The Executive Committee of the NAIC will consider adoption of items from the PBR Implementation Task Force, including a plan to modify the regulatory system in order to implement PBR in about three years.

The PBR Task Force recommended to the executivecommittee that two major components as necessary to support the review and updating process: an NAIC-staffed actuarial team, or review board, and another working group to work on valuation analysis — a sort of think tank for reserving issues. 

A team of actuaries with PBR certification, if it is developed, would be hired on as staff at the NAIC and the state regulators' association would also contract with actuarial consultants — as it has done in the past to look at actuarial issues — and/or modeling experts to supplement this NAIC team.

Besides providing analysis, support and consistency, this team would also maintain a confidential database accessible by regulators "to support consistent judgment and treatment of PBR questions and issues," according to the task force's  document, adopted July 26.

This implementation is contingent upon the operating manual, or the Valuation Manual, becoming operative six to 18 months after 42 states with at least 75 percent of subject premium have adopted the revised law. Adoption usually means state legislative passage.

Based upon premium math, only New York state, whose top regulators remain concerned about solvency practices, opposed PBR. It could move forward, but if California, where lead regulators are worried about sufficient state resources, and Texas both declined, then the critical threshold would not be reached.

The planned staffing at the NAIC level, if robust, may assuage some concerns on both coasts, or perhaps in Washington, D.C., if New York is not convinced. Under PBR, reserves will decrease and the risk of insurer insolvency in the life insurance industry will increase warned New York Department of Financial Services (DFS) Superintendent Benjamin Lawsky last year. 
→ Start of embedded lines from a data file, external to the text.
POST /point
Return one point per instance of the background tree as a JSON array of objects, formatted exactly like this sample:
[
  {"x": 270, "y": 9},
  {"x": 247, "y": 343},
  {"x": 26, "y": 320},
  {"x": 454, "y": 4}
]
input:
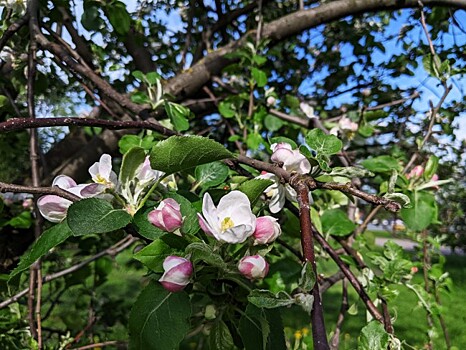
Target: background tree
[{"x": 384, "y": 76}]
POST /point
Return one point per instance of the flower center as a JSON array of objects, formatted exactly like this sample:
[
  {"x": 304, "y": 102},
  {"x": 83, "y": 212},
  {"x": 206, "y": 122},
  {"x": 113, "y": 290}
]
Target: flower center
[
  {"x": 101, "y": 180},
  {"x": 226, "y": 224}
]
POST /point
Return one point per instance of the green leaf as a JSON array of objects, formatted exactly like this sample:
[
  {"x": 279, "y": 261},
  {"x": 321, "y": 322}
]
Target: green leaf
[
  {"x": 268, "y": 300},
  {"x": 432, "y": 64},
  {"x": 400, "y": 198},
  {"x": 227, "y": 109},
  {"x": 93, "y": 215},
  {"x": 381, "y": 164},
  {"x": 140, "y": 97},
  {"x": 130, "y": 163},
  {"x": 3, "y": 101},
  {"x": 152, "y": 77},
  {"x": 138, "y": 75},
  {"x": 159, "y": 319},
  {"x": 273, "y": 123},
  {"x": 144, "y": 227},
  {"x": 220, "y": 337},
  {"x": 431, "y": 167},
  {"x": 422, "y": 213},
  {"x": 47, "y": 240},
  {"x": 254, "y": 188},
  {"x": 315, "y": 218},
  {"x": 366, "y": 130},
  {"x": 308, "y": 277},
  {"x": 23, "y": 220},
  {"x": 91, "y": 18},
  {"x": 373, "y": 336},
  {"x": 351, "y": 172},
  {"x": 335, "y": 222},
  {"x": 202, "y": 251},
  {"x": 254, "y": 140},
  {"x": 183, "y": 152},
  {"x": 279, "y": 139},
  {"x": 190, "y": 220},
  {"x": 153, "y": 255},
  {"x": 262, "y": 329},
  {"x": 259, "y": 76},
  {"x": 178, "y": 115},
  {"x": 118, "y": 16},
  {"x": 259, "y": 60},
  {"x": 211, "y": 174},
  {"x": 323, "y": 143}
]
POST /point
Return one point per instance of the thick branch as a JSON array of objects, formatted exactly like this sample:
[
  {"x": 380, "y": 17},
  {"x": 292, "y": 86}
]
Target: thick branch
[
  {"x": 21, "y": 124},
  {"x": 319, "y": 334}
]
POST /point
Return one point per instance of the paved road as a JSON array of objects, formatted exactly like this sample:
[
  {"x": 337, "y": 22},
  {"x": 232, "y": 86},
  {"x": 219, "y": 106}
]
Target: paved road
[{"x": 410, "y": 245}]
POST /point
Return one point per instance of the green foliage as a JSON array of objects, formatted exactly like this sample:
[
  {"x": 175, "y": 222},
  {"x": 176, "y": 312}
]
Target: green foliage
[
  {"x": 261, "y": 329},
  {"x": 159, "y": 319},
  {"x": 335, "y": 222},
  {"x": 254, "y": 188},
  {"x": 423, "y": 212},
  {"x": 48, "y": 239},
  {"x": 183, "y": 152},
  {"x": 373, "y": 336},
  {"x": 211, "y": 174},
  {"x": 94, "y": 215}
]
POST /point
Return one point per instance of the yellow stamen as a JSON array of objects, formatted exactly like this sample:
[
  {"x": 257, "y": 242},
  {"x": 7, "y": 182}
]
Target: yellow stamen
[{"x": 226, "y": 224}]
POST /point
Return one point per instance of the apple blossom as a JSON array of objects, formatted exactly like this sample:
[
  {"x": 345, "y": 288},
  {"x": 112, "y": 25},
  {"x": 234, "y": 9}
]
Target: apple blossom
[
  {"x": 253, "y": 267},
  {"x": 54, "y": 208},
  {"x": 134, "y": 189},
  {"x": 232, "y": 221},
  {"x": 167, "y": 216},
  {"x": 177, "y": 272},
  {"x": 101, "y": 172},
  {"x": 292, "y": 160},
  {"x": 417, "y": 171},
  {"x": 277, "y": 192},
  {"x": 345, "y": 124},
  {"x": 267, "y": 230},
  {"x": 307, "y": 110}
]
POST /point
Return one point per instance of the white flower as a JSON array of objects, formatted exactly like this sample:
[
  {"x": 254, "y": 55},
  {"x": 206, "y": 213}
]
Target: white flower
[
  {"x": 134, "y": 189},
  {"x": 55, "y": 208},
  {"x": 278, "y": 193},
  {"x": 232, "y": 221},
  {"x": 101, "y": 172},
  {"x": 292, "y": 160},
  {"x": 307, "y": 110}
]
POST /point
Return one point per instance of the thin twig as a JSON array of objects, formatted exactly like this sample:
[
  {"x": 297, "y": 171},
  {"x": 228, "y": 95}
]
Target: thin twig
[{"x": 335, "y": 341}]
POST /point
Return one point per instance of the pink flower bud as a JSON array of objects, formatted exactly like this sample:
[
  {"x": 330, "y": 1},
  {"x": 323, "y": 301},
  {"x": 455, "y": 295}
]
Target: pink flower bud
[
  {"x": 253, "y": 267},
  {"x": 177, "y": 273},
  {"x": 417, "y": 171},
  {"x": 167, "y": 216},
  {"x": 292, "y": 160},
  {"x": 267, "y": 230},
  {"x": 53, "y": 208}
]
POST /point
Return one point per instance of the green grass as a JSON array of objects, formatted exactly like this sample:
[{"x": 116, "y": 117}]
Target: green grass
[{"x": 410, "y": 324}]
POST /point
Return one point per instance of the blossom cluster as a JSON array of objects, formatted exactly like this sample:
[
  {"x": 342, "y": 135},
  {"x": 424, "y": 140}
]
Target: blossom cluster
[
  {"x": 231, "y": 221},
  {"x": 105, "y": 185}
]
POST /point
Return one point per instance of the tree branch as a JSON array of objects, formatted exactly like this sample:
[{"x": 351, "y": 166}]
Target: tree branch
[
  {"x": 112, "y": 251},
  {"x": 21, "y": 124}
]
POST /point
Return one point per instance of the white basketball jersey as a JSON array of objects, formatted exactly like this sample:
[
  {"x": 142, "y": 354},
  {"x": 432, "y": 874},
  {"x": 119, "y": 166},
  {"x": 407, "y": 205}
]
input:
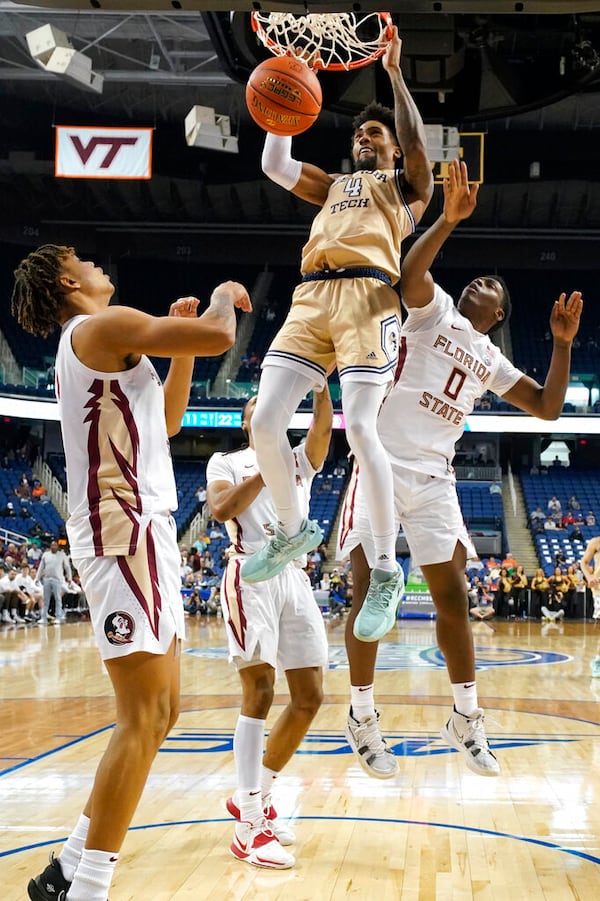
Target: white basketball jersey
[
  {"x": 249, "y": 531},
  {"x": 444, "y": 365},
  {"x": 119, "y": 467}
]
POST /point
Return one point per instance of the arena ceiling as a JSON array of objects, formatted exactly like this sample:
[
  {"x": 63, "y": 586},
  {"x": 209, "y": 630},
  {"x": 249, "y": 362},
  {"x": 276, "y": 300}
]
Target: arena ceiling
[{"x": 527, "y": 74}]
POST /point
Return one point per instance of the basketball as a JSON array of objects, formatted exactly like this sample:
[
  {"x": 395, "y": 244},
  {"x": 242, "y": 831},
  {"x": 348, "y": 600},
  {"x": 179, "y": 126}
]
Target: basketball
[{"x": 283, "y": 95}]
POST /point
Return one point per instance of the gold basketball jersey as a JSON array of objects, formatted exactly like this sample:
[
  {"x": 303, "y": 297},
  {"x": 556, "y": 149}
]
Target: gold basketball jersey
[{"x": 362, "y": 223}]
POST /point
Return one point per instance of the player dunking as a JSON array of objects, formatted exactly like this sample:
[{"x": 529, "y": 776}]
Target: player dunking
[
  {"x": 274, "y": 623},
  {"x": 446, "y": 361},
  {"x": 344, "y": 311},
  {"x": 116, "y": 417}
]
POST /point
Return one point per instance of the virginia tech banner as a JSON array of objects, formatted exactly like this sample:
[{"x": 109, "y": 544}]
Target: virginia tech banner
[{"x": 83, "y": 152}]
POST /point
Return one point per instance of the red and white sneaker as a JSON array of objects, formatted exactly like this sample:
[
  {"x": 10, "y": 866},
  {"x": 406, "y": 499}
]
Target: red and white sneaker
[
  {"x": 282, "y": 831},
  {"x": 256, "y": 844}
]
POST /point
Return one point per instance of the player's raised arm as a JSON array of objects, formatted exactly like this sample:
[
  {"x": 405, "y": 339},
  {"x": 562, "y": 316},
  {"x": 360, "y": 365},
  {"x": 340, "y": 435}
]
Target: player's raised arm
[
  {"x": 306, "y": 181},
  {"x": 460, "y": 199},
  {"x": 546, "y": 401},
  {"x": 410, "y": 132},
  {"x": 125, "y": 332}
]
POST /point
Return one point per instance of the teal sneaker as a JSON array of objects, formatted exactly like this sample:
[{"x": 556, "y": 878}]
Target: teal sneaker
[
  {"x": 378, "y": 612},
  {"x": 280, "y": 550}
]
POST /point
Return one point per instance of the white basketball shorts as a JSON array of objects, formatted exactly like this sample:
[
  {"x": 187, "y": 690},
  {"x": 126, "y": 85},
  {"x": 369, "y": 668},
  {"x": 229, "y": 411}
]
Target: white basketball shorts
[
  {"x": 426, "y": 507},
  {"x": 276, "y": 622},
  {"x": 135, "y": 602}
]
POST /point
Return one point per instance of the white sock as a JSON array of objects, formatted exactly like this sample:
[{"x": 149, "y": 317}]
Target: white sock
[
  {"x": 93, "y": 876},
  {"x": 362, "y": 700},
  {"x": 280, "y": 392},
  {"x": 72, "y": 849},
  {"x": 465, "y": 697},
  {"x": 267, "y": 780},
  {"x": 248, "y": 742},
  {"x": 361, "y": 402}
]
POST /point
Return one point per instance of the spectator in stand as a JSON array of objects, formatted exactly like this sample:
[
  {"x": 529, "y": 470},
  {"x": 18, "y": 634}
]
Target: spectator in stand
[
  {"x": 74, "y": 598},
  {"x": 504, "y": 603},
  {"x": 537, "y": 515},
  {"x": 54, "y": 570},
  {"x": 559, "y": 558},
  {"x": 572, "y": 580},
  {"x": 520, "y": 583},
  {"x": 38, "y": 492},
  {"x": 554, "y": 609},
  {"x": 23, "y": 489},
  {"x": 576, "y": 534},
  {"x": 539, "y": 593},
  {"x": 554, "y": 505},
  {"x": 11, "y": 598},
  {"x": 482, "y": 605},
  {"x": 558, "y": 582},
  {"x": 509, "y": 562},
  {"x": 33, "y": 591}
]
Advocates say a PBR approach would replace reliance on static formulas with use of modern statistical forecasting methods and reliance on actuarial judgment. Supporters say a shift to PBR would force insurers to think about their assets and liabilities more carefully and, in some cases, free them from the need to keep unnecessarily large reserves to satisfy the demand of an unrealistically conservative formula. However, the life industry has said it will continue the controversial use of captives and special purpose vehicles for reinsuring reserves as the practice is deeply embedded in the industry.

Captive reinsurance arrangements "will likely be useful into the future since they support a pledge of assets to a particular block of business," the life insurance industry has said.

The recommendations will be considered and likely adopted by the executive committee Aug. 25 in Indianapolis.